Less powerful than parametric tests (lower ability to detect a difference).
Limited to simple one-way ANOVA designs.
P-values from Kruskal-Wallis tests may differ from parametric ANOVA results due to assumption violations or lower power.

Post-hoc tests are conducted only if the ANOVA model reveals a significant difference to determine what is driving the difference.

Involve conducting multiple pairwise comparisons (t-tests) between group means.
For example, with four treatment levels, the comparisons are 1 vs 2, 1 vs 3, 1 vs 4, 2 vs 3, 2 vs 4, and 3 vs 4.

Looking at the difference in means between two groups divided by some measure of the variation.
t = \frac{\bar{Y2} - \bar{Y1}}{\sqrt{MSE(\frac{1}{n1} + \frac{1}{n2})}}

Post-hoc testing can be approached statistically or graphically (or a combination).
A graphical approach involves examining means and confidence intervals.
If 95% confidence intervals overlap, there is no significant difference between those groups.
If confidence intervals do not overlap, there is a significant difference.

When p-values are close to 0.05, confidence intervals might overlap, leading to conflicting conclusions between statistical and graphical approaches.
Graphical approaches can be more conservative.

As the number of pairwise comparisons increases, the chance of committing a Type I error (false positive) also increases.
Family-wise error rate (FWER) is the probability of making at least one Type I error among all the comparisons.
To control FWER, adjust p-values using methods like Bonferroni correction (set a smaller p-value).
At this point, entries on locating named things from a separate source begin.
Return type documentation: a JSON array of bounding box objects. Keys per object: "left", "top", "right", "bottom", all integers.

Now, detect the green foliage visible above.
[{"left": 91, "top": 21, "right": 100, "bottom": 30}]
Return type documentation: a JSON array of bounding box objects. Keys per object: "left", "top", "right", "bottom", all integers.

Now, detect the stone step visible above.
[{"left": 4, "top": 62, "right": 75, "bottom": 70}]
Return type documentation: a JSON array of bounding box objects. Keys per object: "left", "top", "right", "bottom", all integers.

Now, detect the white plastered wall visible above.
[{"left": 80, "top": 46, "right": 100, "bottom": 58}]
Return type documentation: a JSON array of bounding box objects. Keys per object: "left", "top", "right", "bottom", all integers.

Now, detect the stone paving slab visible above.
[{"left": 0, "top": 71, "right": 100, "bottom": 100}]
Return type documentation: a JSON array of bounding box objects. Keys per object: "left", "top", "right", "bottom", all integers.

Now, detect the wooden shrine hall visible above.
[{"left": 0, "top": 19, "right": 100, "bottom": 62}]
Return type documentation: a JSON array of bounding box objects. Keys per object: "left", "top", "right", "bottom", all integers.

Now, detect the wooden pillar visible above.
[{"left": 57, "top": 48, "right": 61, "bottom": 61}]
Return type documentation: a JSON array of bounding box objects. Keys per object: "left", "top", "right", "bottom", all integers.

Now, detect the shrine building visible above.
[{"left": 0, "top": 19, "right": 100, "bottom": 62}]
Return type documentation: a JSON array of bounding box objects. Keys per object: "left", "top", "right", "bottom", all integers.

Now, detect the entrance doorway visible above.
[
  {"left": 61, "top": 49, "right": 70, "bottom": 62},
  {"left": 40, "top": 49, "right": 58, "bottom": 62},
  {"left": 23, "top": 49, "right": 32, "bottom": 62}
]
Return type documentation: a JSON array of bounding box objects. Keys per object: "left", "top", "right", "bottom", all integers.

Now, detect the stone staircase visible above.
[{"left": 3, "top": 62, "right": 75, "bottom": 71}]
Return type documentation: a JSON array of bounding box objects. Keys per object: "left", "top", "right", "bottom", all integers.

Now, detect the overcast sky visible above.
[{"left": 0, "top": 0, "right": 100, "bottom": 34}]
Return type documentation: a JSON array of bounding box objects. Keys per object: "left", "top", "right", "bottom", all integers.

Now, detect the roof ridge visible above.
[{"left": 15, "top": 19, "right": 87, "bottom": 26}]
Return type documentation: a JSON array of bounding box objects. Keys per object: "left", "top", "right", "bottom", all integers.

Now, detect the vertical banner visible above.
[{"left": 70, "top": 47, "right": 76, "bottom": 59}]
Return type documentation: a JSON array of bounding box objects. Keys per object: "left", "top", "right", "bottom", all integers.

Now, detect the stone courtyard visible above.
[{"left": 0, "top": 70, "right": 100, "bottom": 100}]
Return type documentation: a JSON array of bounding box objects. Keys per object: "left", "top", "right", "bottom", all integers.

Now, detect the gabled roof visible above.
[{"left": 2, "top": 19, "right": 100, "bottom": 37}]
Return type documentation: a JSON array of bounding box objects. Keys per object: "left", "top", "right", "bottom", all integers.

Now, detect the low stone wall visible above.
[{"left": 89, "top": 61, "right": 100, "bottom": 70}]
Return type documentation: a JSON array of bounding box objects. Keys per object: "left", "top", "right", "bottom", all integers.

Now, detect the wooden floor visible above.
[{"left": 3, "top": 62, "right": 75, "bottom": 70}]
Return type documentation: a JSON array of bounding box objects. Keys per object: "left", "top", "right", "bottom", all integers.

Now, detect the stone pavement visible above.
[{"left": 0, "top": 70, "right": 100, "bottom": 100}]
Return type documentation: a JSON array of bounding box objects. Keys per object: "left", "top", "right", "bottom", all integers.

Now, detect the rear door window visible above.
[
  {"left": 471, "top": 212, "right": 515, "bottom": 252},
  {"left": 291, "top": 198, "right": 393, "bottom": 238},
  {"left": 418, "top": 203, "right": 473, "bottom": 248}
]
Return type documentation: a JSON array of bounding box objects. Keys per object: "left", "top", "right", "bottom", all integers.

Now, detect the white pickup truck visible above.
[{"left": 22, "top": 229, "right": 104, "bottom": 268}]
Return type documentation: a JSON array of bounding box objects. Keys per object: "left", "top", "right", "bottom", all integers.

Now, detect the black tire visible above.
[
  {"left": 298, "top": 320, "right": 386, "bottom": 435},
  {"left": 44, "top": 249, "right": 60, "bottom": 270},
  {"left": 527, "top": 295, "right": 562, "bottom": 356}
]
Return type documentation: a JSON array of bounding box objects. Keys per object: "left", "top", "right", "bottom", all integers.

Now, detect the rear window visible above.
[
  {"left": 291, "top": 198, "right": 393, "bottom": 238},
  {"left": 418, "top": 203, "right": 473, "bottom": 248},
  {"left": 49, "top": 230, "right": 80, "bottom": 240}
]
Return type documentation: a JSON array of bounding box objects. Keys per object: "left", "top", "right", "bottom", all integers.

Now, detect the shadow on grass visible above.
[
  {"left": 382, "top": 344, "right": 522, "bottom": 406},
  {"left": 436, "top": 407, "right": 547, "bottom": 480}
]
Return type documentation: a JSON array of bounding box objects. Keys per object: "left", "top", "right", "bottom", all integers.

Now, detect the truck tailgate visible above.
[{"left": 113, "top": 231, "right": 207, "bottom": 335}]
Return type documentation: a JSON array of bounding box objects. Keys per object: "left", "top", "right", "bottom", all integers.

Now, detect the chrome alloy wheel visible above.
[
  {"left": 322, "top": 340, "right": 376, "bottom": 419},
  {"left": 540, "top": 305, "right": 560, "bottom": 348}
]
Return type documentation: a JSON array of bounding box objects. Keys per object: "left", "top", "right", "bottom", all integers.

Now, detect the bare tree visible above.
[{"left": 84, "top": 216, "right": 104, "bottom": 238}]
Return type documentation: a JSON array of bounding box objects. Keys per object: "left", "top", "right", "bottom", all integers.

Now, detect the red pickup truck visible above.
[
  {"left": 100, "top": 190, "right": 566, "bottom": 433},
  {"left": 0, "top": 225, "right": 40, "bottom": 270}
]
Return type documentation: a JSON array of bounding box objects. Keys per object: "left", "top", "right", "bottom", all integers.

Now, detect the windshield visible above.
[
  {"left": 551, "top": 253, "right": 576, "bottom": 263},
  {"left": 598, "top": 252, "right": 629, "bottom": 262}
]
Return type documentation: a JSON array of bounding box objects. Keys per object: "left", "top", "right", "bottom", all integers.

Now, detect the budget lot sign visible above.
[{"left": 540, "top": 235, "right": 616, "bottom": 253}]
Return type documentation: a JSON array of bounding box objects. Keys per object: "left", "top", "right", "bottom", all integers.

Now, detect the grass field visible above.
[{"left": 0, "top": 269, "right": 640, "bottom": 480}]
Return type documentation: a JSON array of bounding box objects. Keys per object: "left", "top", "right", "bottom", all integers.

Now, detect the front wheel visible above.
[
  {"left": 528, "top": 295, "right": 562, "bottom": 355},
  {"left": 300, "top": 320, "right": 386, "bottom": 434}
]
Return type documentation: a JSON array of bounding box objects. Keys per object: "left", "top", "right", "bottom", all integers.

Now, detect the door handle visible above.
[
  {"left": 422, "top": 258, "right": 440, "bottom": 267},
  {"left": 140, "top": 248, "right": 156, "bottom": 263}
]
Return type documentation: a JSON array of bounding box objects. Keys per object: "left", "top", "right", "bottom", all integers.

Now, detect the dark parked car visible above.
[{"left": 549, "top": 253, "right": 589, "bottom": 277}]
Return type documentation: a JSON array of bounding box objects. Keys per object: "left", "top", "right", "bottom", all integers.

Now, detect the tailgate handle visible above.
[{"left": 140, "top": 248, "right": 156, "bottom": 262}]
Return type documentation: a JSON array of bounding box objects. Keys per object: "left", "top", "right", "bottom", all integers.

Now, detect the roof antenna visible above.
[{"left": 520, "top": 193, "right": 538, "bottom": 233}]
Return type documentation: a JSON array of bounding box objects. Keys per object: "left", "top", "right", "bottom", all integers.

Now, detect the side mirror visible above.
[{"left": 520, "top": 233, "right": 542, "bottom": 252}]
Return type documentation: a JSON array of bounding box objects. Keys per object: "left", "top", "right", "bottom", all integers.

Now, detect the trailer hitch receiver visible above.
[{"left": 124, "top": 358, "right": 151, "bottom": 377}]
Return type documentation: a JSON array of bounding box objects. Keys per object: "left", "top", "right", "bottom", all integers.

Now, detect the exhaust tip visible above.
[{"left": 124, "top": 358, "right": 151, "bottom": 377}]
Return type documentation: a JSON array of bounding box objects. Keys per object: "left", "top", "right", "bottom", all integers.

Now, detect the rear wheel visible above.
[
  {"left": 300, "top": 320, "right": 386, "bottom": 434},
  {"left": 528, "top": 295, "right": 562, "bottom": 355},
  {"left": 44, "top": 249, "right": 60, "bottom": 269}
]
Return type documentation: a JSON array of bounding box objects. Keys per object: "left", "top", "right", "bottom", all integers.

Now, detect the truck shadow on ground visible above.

Controls for the family-wise error rate.
There is a trade-off: the more FWER is controlled, the less power there is to detect a real difference.
The e-means package in R can be used to run Tukey's test and generate plots.
Base R also has a TukeyHSD function for performing Tukey's test.
- The output includes the difference in means, upper and lower confidence intervals, and adjusted p-values.

Exploration:
- Create box plots to visualize differences and skewness.
ANOVA Model:
- Fit an ANOVA model to the data.
Check Assumptions:
- Assess normality using residual plots and formal tests.
- Assess equal variance using Bartlett's test or fitted vs. residual plots.
Post-Hoc Tests:
- If ANOVA is significant, perform post-hoc tests to determine which groups differ.
- Use graphical approaches (e.g., confidence interval plots) to visualize differences.
- Use Tukey's test for pairwise comparisons with FWER control.